Kids shouldn’t sit in front of television screens all day, but they do. Since we can’t get them away from the television set, why not use games as tool for teaching. Using games as an educational tool provides opportunities for deeper learning, such as the increase in memory, performance, social interaction, and classroom engagement. In addition, there is more than one way to teach using games. Mind Shift shares an article about how making games can be used as a form of learning. Game making is one way to create a space where students are empowered to freely experiment with their own way of framing ideas and choosing perspectives.
Gamestar Mechanic is a great example of a game-making tool that can be used for learning. Gamestar Mechanic is a web-based software platform with a drag and drop interface that makes it simple for kids to make their own games. Kids can take the content they have learned and turn it into a game that they can use or other classmates can use. If a child can turn their classroom notes into a fun, engaging and exciting game, this is reassurance that they know the material.
Gamestar Mechanic continues to grow and is becoming widely used in the classroom.
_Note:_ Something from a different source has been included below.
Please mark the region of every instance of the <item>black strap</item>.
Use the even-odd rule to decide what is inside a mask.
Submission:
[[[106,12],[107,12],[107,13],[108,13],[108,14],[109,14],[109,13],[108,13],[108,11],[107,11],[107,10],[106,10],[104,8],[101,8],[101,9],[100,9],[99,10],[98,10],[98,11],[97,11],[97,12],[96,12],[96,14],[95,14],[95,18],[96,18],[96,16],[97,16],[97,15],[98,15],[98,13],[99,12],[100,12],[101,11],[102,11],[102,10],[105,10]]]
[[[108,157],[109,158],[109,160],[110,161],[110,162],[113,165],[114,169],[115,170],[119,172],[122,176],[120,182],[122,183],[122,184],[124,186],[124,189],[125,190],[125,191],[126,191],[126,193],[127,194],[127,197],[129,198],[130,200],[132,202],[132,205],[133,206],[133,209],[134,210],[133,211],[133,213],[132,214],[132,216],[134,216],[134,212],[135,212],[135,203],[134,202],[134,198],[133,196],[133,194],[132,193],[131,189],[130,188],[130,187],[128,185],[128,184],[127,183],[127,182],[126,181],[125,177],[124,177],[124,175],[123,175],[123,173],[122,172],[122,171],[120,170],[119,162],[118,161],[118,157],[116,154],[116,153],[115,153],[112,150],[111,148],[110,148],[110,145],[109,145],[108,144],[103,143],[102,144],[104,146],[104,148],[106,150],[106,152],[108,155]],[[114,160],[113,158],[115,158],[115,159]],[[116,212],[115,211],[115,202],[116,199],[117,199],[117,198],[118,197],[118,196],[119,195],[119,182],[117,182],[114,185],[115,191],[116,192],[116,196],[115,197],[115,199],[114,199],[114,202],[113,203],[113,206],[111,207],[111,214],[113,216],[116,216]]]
Gamestar Mechanic is currently used in more than 7,000 schools, with over 600,000 youth-created games published and played over 20 million times in 100+ countries.
Game design shows kids that coding is ultimately a semiotic system. Coding has become very popular, and can be challenging to understand and learn. Gamestar Mechanic involves language and can make coding easier for kids. Teachers are encouraged to step away from the traditional methods of pedagogy and bring gaming into the classroom.